Consider this slice of life in 1970s New York City (in an era when 5 bombs per day went off in America over one 18-month period):
“Radical violence was so deeply woven into the fabric of 1970s America that many citizens, especially in New York and other hard-hit cities, accepted it as part of daily life.” When a bomb exploded at a Bronx movie theater on May 1, 1970, police tried to clear the building, but patrons refused to leave, demanding to see the rest of their film.
Perhaps it is just me, but I think that when terrorists plant a bomb in the theater you are in and you just stay to watch the end of the movie, the terrorists are winning.
UPDATE: Related thoughts from Mark Steyn:
The worst civilian massacre in the United Kingdom between the Second World War and the 7/7 attacks of 2005 was the Birmingham pub bombings of 1974. For good or ill, it convulsed the nation.
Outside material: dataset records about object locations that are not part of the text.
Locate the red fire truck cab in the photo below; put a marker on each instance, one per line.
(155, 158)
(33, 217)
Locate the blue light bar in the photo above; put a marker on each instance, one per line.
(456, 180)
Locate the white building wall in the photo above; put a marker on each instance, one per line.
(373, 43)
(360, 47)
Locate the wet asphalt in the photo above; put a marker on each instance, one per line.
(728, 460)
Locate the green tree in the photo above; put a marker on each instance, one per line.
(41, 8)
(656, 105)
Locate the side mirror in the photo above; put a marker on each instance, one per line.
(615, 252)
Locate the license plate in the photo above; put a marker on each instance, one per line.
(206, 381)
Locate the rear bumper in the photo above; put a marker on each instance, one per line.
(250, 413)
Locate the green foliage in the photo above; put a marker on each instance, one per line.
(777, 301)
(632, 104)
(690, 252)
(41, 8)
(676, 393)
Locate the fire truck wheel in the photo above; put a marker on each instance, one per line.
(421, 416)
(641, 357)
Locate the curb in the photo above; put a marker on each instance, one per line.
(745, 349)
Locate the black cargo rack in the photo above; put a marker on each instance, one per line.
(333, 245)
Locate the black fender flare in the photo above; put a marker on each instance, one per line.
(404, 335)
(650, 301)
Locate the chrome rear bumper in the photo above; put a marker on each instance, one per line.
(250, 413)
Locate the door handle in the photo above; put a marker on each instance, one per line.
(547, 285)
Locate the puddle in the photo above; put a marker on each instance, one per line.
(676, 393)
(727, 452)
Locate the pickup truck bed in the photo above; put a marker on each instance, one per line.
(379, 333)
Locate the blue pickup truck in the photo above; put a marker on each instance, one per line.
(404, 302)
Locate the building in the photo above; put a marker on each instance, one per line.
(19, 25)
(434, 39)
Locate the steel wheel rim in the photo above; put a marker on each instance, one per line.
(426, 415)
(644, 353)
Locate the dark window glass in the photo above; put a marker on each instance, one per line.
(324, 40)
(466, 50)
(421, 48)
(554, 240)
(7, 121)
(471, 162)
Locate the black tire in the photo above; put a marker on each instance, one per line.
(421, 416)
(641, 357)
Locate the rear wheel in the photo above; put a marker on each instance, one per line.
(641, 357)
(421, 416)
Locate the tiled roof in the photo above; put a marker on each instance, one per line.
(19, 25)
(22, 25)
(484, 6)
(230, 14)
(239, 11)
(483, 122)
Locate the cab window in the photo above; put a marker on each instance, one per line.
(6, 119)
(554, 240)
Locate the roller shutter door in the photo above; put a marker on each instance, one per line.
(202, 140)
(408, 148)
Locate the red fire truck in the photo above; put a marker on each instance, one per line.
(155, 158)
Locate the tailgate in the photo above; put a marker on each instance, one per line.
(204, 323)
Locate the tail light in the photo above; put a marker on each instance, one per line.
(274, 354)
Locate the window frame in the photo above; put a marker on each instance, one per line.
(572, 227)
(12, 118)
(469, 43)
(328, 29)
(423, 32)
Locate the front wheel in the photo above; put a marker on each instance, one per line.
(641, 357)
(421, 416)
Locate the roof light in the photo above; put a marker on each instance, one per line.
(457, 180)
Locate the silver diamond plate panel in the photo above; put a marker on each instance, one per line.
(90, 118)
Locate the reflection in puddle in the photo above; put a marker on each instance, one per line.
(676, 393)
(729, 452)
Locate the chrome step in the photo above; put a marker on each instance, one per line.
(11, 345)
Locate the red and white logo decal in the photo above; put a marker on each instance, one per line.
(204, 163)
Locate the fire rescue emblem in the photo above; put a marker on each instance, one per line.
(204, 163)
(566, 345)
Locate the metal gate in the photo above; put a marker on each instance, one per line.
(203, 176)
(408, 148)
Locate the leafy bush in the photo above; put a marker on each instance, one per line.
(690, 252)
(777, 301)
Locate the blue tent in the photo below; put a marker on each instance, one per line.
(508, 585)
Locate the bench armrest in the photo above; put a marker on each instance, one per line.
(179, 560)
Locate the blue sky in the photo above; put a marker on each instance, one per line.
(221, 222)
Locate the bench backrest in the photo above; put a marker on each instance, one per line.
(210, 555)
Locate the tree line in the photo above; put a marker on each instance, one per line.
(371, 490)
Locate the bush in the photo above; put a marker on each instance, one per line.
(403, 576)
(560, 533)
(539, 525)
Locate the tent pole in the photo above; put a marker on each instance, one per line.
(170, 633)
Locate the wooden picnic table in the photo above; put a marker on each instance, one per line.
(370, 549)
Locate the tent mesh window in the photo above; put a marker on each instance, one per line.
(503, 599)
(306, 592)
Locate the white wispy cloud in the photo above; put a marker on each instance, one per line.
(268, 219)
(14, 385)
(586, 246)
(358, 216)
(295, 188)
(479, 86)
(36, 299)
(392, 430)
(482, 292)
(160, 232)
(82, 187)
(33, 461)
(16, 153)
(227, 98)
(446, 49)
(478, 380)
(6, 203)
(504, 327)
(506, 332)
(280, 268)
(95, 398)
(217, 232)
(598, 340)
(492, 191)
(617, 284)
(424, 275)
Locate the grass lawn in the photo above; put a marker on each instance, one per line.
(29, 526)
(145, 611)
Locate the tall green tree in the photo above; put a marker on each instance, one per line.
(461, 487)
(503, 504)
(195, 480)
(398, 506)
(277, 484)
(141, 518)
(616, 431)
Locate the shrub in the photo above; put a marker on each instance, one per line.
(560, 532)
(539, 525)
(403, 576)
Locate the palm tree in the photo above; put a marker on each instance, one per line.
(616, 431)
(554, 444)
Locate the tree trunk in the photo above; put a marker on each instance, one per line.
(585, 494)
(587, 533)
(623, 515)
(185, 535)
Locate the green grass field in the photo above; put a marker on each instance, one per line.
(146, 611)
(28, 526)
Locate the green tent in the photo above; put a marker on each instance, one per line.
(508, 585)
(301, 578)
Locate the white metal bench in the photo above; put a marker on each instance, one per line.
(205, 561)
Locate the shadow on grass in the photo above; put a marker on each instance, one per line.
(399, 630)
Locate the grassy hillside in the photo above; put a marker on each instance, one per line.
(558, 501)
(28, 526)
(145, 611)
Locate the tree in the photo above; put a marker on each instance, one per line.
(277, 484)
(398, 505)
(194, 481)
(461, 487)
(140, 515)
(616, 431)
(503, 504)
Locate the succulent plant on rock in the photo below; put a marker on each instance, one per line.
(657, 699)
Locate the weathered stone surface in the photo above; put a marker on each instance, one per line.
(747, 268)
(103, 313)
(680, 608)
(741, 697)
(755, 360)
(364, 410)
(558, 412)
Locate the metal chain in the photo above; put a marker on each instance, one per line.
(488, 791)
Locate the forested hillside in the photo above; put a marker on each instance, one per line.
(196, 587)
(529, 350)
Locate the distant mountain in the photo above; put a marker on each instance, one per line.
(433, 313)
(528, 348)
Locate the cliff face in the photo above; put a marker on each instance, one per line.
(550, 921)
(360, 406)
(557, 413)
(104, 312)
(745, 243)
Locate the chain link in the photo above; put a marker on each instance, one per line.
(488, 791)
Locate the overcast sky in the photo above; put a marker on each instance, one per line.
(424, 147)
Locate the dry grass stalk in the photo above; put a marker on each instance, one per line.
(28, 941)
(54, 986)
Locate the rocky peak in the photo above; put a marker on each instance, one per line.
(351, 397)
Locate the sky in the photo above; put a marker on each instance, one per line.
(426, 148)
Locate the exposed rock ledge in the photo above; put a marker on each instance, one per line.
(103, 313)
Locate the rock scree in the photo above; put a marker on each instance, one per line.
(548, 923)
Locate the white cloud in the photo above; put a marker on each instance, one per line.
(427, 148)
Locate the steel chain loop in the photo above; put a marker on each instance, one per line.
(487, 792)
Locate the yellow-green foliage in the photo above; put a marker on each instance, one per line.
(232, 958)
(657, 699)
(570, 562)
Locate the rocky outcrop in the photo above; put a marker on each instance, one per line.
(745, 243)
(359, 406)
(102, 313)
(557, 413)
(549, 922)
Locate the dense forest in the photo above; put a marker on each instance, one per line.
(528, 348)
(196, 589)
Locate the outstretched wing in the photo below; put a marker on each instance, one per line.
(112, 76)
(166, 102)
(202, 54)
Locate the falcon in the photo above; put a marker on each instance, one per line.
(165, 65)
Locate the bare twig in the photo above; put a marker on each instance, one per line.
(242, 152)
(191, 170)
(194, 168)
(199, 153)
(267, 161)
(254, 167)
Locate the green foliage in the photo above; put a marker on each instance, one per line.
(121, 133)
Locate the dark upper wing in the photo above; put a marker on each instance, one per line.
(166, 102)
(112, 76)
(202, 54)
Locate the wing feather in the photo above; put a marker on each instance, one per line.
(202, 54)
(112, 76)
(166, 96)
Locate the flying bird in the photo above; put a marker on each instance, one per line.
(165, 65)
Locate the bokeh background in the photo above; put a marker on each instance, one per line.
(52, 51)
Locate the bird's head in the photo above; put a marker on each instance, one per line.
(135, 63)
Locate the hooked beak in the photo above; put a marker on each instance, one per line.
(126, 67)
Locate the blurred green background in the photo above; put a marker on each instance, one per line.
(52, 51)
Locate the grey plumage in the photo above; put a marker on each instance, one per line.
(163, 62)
In contrast to the now traditional response that the worst thing about an Islamic terror attack is that it might lead to a "backlash" against Muslims and the urgent priority is for everyone to pretend that they're "united" in "one love", the pub bombings led to the immediate cancellation of the city's St Patrick's Day parade, the third largest in the world, for the next decade. Twenty-one Birmingham pubgoers died that night. Now 22 people get slaughtered at a pop concert, and the public shrug it off with some candles and flowers. Eleven civilians were killed in the 1987 Enniskillen Remembrance Day massacre (a twelfth died after 13 years in a coma), and public outrage was so fierce that the Dublin parliament passed a fast-track UK extradition bill, the IRA apologized, Sinn Féin's electoral support didn't recover for 15 years, and Bono declared on stage "F**k the revolution" - which on the whole I prefer to Katy Perry saying touch the person next to you and tell her "I love you".
Please. Don't get used to these slaughters. That's when the terrorists truly win.